Rule 2: Main point up front

For busy email scanners, if you want something to happen, ask in the first sentence. Leave white space afterwards for emphasis.

Add all the reasons you want below. Some may read them. Your main actor will probably be too busy. However, s/he will see you have loads of justification and might actually act. If there’s no justification s/he may notice that, too.
Back to list.

Rule 3: Don’t change the subject

How often have you said to yourself, “I said that in my email yesterday”?

Did you change the subject? Did you start a new conversation in reply to something else? And did you Reply All? It’s convenient if you’re talking to the same group of people. Many people, seeing “RE:” on the same subject line once too often, won’t bother to read it.

If you want to talk about something else, start a new conversation. One with suitable words in the “Subject” field. See rule 7, too.
Back to list.

Rule 4: Email when you’re fresh

Don’t email late at night, when you’re tired, or after booze/chocolate/whatever turns you on. I’m not going to explain this rule further. If you really feel the need, wait until tomorrow to press “Send”.
Back to list.

Rule 5: Use complete dates

It happened again. I arranged a meeting for a day next month, 21 July. One colleague read it as June. If I’d said Wednesday 21 July he’d have found out very soon and wouldn’t need to be told.
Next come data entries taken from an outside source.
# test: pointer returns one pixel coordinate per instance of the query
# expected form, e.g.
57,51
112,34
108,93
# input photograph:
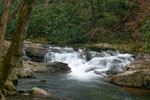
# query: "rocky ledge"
35,51
136,74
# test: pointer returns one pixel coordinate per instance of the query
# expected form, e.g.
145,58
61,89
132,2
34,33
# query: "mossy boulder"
136,74
25,73
10,86
58,67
Saves everyone a lot of time sorting it out, and some people find public mistakes like this embarrassing. It’s good to be kind.
Back to list.

Rule 6: Keep it brief

After you’ve finished writing that important email, read it again and see how many words you can remove without affecting the meaning. If it’s a really important mail, get someone else to do it too.

If it’s very short, will your entire message into the Subject field?
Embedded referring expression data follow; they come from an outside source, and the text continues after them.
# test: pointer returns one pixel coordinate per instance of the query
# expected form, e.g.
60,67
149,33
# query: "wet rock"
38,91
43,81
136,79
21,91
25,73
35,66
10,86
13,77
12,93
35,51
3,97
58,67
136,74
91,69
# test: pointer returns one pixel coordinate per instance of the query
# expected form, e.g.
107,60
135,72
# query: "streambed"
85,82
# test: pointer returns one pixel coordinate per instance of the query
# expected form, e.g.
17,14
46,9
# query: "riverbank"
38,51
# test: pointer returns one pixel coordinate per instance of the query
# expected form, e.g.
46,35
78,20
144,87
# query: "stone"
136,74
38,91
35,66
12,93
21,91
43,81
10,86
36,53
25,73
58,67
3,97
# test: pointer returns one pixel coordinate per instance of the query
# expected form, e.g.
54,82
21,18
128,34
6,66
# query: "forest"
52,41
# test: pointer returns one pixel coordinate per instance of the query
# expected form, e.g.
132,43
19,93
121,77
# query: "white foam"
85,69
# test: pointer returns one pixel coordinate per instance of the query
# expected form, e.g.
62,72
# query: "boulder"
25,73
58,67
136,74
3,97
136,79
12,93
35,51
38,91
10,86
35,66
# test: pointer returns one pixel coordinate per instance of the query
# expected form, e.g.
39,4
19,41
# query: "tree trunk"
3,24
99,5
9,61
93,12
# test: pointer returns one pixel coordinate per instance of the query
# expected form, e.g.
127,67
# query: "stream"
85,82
Nobody likes spending time on unnecessary waffle. People will appreciate your brevity.
Back to list.

Rule 7: Take care with Reply All

For two reasons, do think about “Reply All”.

  • save people time by not sending them irrelevant copies to open
  • don’t copy people into conversations that don’t concern them – it can be embarrassing

If the original sender copied in other people, they intended them to be aware of the conversation, maybe join in. Reply All can, inadvertently, share information you regret, especially if you change the subject (rule 3).

Avoid wasting people’s time unnecessarily: “Reply All” only if you think the sender was correct. Back to list.

Rule 8: Check your spam folder

Email systems continually update their spam filters. This is great, but they sometimes think emails you really want are spam.

Before you switch off for the night, look through your spam folder. Move non-spam to your inbox, otherwise, links may not work. Then delete the rest to keep it tidy.
Back to list.

Rule 9: Subject rule for meetings

Put the date and time of the next meeting in your email subject.

Recipients may consider your mail non-urgent and then lose it in overfull inboxes. Making it obvious reduces the risk of being ignored when they miss the meeting; makes excuses sound lame.

[Added November 2021 after a couple of embarrassing failures.]